When using 2P CRDT data structures (for example 2P-set), how do you free up space?

368 Views Asked by At

2P-set allows to remove the elements from a set, but doesn't allow to free the space those removed elements take up. In fact, removal of an element consumes space, rather that frees it. What's the algorithm to free up space for 2P structures?

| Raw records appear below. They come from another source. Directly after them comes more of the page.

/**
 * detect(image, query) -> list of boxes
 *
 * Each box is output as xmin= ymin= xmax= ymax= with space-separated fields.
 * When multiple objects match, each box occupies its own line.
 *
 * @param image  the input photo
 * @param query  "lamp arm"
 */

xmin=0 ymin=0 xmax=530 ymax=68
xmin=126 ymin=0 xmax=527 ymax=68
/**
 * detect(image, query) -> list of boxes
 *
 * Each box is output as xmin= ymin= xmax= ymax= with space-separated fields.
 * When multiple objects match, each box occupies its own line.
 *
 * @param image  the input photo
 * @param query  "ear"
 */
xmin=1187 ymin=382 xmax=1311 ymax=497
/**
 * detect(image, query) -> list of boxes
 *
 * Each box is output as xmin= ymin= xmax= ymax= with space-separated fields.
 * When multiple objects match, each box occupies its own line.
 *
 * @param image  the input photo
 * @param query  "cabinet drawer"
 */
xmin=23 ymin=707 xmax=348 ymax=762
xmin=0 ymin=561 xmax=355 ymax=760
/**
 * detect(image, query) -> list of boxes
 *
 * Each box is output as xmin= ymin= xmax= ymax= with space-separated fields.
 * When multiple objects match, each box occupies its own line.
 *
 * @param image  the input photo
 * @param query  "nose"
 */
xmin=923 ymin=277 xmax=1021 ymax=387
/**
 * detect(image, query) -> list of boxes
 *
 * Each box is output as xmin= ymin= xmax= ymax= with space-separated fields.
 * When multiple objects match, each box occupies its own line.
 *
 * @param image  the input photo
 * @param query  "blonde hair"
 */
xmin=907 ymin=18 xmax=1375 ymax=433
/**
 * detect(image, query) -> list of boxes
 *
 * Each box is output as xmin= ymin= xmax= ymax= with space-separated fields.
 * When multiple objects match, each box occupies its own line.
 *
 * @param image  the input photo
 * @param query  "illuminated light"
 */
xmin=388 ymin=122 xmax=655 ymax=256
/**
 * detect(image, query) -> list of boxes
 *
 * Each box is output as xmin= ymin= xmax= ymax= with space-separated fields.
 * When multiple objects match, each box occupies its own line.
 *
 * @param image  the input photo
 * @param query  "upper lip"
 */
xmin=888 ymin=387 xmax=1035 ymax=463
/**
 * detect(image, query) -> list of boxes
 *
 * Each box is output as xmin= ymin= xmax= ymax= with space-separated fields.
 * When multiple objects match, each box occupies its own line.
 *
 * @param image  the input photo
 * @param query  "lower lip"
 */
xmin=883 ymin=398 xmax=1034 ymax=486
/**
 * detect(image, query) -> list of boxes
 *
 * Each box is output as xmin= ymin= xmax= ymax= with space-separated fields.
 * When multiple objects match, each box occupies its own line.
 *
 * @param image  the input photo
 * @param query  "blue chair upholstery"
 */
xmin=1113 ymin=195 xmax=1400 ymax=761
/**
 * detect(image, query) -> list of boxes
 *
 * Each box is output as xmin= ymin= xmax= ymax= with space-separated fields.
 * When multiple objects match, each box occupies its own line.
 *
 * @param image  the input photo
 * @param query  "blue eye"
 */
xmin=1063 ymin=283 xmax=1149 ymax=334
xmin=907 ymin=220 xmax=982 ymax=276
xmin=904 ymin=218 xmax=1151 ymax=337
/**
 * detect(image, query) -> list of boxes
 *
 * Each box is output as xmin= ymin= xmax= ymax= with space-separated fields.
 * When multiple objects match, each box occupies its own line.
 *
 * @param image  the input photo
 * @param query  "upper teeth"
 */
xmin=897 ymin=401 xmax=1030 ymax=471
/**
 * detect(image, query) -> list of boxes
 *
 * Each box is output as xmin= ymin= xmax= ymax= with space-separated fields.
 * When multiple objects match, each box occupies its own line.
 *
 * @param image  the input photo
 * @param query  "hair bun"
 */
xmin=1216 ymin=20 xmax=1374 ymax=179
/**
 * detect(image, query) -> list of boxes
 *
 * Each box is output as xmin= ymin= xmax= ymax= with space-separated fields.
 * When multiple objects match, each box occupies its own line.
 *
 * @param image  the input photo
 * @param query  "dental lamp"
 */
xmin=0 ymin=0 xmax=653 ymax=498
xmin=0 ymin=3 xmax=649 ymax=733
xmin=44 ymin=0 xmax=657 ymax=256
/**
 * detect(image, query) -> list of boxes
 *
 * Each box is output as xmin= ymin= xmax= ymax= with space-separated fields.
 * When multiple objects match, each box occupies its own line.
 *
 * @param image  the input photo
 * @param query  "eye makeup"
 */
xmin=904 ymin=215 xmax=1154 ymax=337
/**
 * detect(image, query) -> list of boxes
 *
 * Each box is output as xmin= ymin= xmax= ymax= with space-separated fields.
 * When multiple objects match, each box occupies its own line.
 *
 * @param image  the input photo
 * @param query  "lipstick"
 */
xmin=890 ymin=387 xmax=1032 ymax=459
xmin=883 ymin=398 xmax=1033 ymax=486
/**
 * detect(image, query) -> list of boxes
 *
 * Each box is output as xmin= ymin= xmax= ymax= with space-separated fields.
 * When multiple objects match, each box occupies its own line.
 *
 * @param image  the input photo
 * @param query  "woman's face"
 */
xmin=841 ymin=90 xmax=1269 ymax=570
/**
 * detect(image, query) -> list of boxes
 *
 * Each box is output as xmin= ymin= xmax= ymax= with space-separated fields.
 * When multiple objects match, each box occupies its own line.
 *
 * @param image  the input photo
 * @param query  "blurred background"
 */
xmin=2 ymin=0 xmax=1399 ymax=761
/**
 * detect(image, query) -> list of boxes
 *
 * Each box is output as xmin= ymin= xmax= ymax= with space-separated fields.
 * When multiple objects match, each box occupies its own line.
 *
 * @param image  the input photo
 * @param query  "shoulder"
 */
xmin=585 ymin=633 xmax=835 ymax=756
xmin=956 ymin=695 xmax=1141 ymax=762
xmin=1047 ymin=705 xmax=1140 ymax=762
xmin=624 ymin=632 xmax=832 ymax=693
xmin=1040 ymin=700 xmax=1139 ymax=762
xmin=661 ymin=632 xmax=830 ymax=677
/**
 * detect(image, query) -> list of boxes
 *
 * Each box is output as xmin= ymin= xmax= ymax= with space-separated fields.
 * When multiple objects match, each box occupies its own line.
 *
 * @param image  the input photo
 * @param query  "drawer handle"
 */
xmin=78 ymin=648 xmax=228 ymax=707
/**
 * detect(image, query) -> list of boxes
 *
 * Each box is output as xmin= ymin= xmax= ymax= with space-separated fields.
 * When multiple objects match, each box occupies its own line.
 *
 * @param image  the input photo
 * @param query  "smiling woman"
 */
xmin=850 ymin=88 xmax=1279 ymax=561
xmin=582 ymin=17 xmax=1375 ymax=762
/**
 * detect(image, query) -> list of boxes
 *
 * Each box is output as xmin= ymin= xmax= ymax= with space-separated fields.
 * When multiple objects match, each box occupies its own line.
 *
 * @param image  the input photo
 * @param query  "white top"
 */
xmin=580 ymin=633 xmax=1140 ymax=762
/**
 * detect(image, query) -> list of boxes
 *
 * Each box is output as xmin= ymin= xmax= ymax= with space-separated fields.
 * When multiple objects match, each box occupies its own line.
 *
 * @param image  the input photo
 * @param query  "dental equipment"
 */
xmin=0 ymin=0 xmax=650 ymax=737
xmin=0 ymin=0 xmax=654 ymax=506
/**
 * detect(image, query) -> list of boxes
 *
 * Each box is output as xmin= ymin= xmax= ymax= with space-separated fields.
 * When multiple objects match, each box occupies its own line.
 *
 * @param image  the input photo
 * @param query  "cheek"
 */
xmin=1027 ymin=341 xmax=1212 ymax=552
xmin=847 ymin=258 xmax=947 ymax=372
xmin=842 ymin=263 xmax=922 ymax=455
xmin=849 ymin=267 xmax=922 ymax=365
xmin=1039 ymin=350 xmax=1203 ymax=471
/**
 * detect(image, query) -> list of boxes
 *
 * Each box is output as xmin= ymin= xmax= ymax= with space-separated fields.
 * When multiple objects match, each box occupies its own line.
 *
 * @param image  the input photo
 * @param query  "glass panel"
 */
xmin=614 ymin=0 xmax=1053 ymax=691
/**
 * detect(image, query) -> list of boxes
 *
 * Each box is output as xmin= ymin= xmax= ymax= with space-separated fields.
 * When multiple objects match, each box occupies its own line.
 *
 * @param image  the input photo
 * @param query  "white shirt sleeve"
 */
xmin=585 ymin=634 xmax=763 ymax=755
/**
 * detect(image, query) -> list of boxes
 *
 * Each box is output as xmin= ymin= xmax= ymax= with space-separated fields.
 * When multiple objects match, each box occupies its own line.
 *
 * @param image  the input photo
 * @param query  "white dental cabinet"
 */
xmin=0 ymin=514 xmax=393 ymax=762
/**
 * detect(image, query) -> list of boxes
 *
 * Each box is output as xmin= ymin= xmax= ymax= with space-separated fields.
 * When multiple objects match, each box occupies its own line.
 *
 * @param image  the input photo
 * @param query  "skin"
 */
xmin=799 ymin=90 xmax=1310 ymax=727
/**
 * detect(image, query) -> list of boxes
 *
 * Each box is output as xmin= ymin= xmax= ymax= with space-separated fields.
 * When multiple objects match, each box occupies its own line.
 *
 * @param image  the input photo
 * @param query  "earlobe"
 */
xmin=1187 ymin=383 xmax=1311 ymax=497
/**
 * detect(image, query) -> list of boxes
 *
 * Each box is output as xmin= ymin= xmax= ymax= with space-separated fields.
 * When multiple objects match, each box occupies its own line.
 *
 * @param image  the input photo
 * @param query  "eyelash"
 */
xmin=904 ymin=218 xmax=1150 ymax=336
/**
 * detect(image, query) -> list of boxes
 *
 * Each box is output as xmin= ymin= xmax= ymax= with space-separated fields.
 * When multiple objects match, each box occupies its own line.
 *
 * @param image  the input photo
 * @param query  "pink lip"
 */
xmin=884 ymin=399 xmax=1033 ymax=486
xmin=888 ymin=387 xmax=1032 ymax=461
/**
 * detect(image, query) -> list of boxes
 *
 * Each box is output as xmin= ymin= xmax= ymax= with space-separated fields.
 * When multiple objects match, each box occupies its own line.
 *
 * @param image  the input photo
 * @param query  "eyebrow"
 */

I'm trying to understand for what problems can I use CRDT structures in practice. Without a way to free up space, the 2P CRDT structures seem to have a very limited use for the real world tasks.

1

There are 1 best solutions below

3
On

While I cannot speak for 2P-Set - since I still haven't figured out a practical use case for it. However usually we can apply few techniques:

  1. Compaction of metadata used by CRDT: a lot of CRDTs where initially implemented with very simple design, and later on optimized to meet industry standards. Example of such can be OR-Set reimplemented on top of dotted vector versions. In this implementation you don't need to keep removed elements in memory: instead we can track added/removed elements using dots that could eventually be compressed into vector clocks. Here I described this problem in more detail.
  2. Prunning can be useful, once some of the replicas are no longer needed, eg. because we reduced a number of nodes or these nodes are no longer available. In such case, we can merge the payload with metadata as if it was produced by another replica. Example: given G-Counter represented with map {A:1,B:2,C:1} and a dead node B (which can no longer increment its state), we could prune it by merging B's entry into shape {A:3,C:1}, therefore reducing its size while still preserving the correct value. The problem is that prunning algorithm must guarantee, that all replicas must converge into this decision independently.